Some platforms like Amazon Lambda let you set up functions to consume data from a variety of event sources: https://docs.aws.amazon.com/lambda/latest/dg/invoking-lambda...
How can I consume the Twitter stream API using that?
It depends what you're doing with that stream, most basically you would create a nano/micro EC2 instance that will just trigger Lambda events on every new tweet. Or you could create some more intricate script that does a lot of pre-processing and then stores it in RDS or S3, and with each new update to either of those sources kick off a Lambda.
Unless the API can stream directly into one of those sources you'd probably need a long-running process, perhaps running on a CaaS like AWS Fargate.

I guess you could argue where to draw the "serverless" line, at functions or containers, but Zeit is calling this container service "serverless" so I think Fargate would fall into the same category. I think it would make sense for Zeit to eventually support long-running containers too (looks like the current max is 30 minutes, I'm not sure how they chose that number)

I don't know this specific API.

Either it works with web-hooks that you could lead to a Lambda via API-Gateway.

Or it needs to pull the data, then you could trigger Lambda via CloudWatch intervals.

Serverless is fantastic for ETL and data analysis, especially for workloads that vary in scale (eg cronjobs). Feed data in, get data out with scaling as needed.
but how do you feed data in? Usually, it's some other service on one of the big 3 cloud providers. I'm using google for my projects these days so it's a mix of Google PubSub and Dataflow.

I think this is the issue/risk with serverless. You either get locked into one of the big 3, or you end up doing all of the ops work to run your own stateful systems. As some of the people above you said, managing and scaling the stateless HTTP components is not the hard/expensive part of the job.

Can't you use a queue service that's essentially just managed kafka/activemq/other-standard-system? I mean sure if you wanted to move off the cloud vendor you'd have to run your queues yourself, but if you're programming to the API of well-known open-source queue system then you're never going to be very locked into a particular vendor.
The short answer is yes, you can do that, but it starts to get nuanced rather quickly. The context of this is a desire to go “serverless” and that solutions like this only give you serverless for the relatively easy parts of your stack. If your goal is to go “serverless” I take that to mean a few things listed below.

    1) you don’t have to manage infrastructure
    2) you don’t have to think about infrastructure (what size cluster do i need to buy?)
    3) you pay for what you use at a granular level. (GB stored, queries made, function invocations, etc)
    4) scale to zero (when not in use, you don’t pay for much of anything)

Most things don’t hit all of these points, but typical managed services hit very few of these points.
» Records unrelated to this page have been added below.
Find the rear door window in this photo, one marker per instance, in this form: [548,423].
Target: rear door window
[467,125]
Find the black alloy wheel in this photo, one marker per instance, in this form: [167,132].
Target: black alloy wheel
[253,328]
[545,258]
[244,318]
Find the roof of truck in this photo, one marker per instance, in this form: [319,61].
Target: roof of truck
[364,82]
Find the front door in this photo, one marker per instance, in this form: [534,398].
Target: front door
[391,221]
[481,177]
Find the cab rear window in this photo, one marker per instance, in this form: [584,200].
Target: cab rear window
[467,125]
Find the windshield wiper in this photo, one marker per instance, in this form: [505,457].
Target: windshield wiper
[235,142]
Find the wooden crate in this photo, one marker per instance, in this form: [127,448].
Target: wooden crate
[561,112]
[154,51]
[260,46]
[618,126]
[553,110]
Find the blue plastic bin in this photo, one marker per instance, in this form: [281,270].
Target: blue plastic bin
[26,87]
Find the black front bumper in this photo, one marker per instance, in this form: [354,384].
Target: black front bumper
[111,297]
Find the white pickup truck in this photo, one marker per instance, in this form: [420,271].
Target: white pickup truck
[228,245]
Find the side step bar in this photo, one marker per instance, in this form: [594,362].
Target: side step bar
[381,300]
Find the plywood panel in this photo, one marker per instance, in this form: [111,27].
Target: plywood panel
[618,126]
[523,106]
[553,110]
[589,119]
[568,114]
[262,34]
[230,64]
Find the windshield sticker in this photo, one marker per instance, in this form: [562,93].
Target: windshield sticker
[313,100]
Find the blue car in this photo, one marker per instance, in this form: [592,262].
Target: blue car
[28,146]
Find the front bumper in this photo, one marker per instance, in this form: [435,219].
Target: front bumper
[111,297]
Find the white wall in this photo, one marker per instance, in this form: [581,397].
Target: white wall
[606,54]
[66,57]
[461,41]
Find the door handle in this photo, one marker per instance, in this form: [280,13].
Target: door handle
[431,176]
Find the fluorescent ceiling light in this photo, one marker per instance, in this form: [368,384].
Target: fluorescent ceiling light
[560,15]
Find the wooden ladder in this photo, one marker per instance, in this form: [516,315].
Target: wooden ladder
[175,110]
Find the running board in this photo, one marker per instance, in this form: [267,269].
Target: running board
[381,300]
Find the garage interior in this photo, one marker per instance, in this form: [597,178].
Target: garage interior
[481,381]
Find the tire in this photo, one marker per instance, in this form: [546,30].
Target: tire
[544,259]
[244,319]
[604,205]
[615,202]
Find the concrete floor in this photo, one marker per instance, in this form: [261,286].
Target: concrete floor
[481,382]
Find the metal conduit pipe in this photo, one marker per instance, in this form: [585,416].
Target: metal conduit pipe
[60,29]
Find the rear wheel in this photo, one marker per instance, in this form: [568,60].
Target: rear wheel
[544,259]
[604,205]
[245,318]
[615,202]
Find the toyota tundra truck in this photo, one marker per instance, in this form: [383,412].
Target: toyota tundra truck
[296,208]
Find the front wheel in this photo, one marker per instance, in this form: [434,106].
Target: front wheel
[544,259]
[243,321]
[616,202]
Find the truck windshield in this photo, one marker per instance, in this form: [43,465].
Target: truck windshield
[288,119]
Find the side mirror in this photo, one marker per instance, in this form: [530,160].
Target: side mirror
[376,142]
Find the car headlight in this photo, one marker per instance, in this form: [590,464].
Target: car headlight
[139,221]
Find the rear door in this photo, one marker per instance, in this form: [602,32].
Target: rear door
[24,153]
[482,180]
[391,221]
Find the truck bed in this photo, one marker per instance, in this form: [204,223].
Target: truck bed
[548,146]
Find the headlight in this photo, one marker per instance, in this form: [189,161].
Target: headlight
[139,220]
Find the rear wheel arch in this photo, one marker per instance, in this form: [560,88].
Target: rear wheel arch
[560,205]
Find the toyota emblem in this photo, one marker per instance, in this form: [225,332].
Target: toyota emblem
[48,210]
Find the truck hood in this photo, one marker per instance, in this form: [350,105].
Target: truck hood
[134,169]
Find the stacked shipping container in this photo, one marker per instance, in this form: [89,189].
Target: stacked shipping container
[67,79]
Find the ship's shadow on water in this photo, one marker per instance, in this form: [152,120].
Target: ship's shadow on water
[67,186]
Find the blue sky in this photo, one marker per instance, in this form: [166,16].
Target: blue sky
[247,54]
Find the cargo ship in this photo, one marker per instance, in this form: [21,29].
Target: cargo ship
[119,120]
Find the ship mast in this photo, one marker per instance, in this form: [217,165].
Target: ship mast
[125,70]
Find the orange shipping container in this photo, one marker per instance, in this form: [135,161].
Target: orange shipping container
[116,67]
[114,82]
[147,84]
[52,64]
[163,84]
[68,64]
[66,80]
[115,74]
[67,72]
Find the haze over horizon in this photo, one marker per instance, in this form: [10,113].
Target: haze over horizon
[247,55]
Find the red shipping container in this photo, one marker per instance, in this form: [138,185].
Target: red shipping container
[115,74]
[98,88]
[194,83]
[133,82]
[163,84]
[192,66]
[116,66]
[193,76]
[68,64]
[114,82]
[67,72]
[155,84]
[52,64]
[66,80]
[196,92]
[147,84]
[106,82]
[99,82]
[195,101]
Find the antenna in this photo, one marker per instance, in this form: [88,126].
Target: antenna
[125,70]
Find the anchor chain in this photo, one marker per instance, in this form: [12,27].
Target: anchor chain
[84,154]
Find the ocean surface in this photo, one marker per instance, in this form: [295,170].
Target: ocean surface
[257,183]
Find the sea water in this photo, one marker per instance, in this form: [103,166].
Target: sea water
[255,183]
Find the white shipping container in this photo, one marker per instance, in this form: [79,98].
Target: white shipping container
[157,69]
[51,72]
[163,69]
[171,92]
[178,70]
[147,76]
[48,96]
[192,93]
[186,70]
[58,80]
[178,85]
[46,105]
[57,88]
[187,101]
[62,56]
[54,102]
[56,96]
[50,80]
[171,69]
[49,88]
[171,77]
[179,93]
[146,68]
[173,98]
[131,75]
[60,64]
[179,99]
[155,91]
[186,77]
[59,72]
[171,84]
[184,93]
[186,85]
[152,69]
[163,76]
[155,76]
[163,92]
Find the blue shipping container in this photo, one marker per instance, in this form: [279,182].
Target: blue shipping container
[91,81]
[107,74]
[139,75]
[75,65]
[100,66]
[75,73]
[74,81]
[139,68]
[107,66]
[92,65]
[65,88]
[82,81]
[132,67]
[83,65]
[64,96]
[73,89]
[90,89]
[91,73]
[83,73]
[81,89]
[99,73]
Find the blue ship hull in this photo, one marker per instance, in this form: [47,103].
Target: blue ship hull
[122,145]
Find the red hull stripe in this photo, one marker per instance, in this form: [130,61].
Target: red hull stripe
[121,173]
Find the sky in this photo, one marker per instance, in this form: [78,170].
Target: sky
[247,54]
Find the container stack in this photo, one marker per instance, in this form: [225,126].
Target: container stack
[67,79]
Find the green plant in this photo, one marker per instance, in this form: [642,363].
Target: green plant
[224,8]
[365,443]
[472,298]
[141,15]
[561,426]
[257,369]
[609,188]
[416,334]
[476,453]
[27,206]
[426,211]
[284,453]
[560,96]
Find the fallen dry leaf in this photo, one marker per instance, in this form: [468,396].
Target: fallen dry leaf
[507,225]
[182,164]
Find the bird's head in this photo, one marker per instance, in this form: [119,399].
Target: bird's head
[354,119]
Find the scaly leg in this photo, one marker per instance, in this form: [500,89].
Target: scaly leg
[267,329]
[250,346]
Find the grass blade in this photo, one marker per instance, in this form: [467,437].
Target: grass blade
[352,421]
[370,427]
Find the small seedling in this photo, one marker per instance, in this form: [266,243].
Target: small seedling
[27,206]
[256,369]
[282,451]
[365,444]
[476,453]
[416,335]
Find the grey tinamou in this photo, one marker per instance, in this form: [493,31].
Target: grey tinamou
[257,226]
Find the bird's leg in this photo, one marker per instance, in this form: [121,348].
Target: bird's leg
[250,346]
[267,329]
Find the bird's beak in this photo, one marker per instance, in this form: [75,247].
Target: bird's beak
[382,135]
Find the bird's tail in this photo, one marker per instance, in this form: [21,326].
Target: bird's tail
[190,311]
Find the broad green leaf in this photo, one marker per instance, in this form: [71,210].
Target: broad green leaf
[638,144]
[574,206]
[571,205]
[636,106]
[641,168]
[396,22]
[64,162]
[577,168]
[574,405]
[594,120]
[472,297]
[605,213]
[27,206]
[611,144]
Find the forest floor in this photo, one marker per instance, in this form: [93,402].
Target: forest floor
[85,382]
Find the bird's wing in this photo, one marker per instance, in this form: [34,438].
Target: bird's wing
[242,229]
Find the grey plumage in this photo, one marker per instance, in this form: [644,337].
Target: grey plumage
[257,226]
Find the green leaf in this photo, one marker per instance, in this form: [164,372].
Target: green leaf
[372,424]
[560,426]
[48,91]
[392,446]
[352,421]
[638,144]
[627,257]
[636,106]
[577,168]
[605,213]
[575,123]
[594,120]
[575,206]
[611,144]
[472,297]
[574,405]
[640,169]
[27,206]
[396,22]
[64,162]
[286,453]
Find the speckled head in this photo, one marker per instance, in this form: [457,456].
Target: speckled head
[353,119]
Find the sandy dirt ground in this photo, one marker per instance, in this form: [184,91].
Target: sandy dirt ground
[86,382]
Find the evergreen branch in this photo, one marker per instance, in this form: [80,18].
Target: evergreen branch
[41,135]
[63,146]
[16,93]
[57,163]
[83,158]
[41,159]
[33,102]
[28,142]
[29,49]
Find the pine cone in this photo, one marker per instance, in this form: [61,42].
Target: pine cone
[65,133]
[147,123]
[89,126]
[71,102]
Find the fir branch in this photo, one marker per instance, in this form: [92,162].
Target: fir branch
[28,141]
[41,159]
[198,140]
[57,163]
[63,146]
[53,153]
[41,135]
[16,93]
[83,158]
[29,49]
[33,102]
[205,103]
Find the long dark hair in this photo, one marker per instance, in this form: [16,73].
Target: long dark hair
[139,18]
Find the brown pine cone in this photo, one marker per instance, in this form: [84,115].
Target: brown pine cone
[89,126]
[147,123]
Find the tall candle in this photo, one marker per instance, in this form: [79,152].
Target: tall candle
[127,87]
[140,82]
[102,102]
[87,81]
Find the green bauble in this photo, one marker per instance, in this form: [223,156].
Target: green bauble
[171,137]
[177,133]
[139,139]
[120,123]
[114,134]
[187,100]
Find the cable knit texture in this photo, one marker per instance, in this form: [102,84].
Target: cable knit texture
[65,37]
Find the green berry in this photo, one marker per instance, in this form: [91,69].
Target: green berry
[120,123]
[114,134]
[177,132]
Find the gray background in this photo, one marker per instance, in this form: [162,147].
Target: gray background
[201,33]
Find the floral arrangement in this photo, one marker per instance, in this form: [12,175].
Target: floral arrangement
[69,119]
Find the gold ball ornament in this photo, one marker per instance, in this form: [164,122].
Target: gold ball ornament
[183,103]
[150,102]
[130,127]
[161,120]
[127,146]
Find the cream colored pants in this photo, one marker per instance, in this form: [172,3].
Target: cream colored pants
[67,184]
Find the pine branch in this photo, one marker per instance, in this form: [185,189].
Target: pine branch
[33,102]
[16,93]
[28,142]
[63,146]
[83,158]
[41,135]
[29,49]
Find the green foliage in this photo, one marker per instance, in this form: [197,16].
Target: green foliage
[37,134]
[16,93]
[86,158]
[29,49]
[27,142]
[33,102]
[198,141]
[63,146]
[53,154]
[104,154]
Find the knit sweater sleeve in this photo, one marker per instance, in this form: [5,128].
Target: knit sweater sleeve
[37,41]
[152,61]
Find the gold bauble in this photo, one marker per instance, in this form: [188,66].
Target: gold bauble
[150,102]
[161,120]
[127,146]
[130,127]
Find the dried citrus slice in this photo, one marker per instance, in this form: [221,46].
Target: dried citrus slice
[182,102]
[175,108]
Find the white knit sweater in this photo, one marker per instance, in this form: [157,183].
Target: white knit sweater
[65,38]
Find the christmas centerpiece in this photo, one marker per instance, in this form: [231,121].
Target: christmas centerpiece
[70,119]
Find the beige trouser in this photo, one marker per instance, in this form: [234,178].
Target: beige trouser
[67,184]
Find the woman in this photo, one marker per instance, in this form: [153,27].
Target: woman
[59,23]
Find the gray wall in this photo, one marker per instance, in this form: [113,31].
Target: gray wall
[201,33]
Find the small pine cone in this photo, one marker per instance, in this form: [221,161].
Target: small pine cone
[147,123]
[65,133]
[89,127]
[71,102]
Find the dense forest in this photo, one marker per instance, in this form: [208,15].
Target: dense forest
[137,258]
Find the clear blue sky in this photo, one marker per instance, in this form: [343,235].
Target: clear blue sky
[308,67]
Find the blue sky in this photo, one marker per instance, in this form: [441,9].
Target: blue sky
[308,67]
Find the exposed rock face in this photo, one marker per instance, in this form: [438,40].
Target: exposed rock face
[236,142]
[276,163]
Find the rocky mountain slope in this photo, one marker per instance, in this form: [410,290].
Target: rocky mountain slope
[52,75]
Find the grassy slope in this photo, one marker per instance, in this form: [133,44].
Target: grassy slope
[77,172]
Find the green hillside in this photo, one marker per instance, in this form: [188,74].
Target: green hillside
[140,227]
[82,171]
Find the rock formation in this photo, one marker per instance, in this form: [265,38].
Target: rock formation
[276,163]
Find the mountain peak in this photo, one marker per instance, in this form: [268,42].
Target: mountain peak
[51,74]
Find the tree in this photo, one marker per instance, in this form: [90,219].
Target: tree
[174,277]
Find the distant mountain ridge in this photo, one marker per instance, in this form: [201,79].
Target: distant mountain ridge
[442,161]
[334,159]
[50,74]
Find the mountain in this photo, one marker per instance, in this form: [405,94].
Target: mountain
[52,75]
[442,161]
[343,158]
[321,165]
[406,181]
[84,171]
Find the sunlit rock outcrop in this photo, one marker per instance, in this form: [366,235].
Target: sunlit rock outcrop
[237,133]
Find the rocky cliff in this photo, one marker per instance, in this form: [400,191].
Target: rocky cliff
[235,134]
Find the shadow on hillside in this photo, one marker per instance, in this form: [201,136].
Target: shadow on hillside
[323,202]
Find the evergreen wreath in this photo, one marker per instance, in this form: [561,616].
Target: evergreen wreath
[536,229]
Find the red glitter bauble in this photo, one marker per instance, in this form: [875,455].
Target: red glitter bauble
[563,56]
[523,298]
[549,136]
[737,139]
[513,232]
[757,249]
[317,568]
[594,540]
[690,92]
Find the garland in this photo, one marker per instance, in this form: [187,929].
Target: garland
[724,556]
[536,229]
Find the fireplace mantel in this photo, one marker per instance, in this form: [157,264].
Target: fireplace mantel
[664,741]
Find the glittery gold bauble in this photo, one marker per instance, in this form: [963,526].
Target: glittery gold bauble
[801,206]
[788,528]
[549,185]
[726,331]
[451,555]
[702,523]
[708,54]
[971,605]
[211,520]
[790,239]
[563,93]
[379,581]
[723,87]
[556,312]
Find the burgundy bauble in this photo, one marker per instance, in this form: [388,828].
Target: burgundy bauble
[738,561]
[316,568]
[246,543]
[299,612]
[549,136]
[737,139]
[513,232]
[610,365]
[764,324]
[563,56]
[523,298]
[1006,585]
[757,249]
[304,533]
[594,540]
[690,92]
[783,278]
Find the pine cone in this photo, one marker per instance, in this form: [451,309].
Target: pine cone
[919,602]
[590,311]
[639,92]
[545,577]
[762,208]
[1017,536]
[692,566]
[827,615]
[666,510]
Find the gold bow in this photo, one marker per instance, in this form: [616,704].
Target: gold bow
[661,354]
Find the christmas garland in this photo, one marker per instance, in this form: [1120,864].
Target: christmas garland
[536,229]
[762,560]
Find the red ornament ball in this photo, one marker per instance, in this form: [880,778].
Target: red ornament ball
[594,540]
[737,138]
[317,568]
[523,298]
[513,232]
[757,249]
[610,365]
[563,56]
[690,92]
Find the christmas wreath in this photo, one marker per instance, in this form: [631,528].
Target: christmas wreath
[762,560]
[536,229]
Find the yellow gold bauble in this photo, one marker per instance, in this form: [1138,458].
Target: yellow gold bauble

Sure, I can use a managed MySQL, but it only satisfies 1 of the 4 points.
How does one get locked in when it’s a simple function in X language? Seriously, serverless is just an endpoint they provide. You write the code and they handle everything else.
Because the function is the stateless easy part. To make any non trivial system, in a serverless way, you have to use their proprietary stateful systems. IN my case, google pubsub, google data flow, google datastore, Spanner, etc. that’s where the lock in happens.
Right, because serverless is actually just a cover for "de-commoditizing" the cloud services that companies like AWS built to commoditize datacenters. You hit the nail on the head. It's not completely useless to help less technical people solve the problems that folks like you and I consider "the easy part" and so people will find a use for it.

But the primary utility of serverless is an attempt at solving Amazon's problem of being commoditized by containers.

I’d say something more nuanced. Serverless is increasing commoditization of one layer of the stack at the cost of de-commoditizing a high layer of the stack. This is what makes it a hard decision to grapple with. You’re getting very real benefits from it, and potentially paying a very real cost sometime down the road when being locked into the propietary system bites you.
> all of the ops work to run your own stateful systems

Can we please call it "stateless" instead of "serverless"?

Well, there are stageful serverless products like Google Datastore.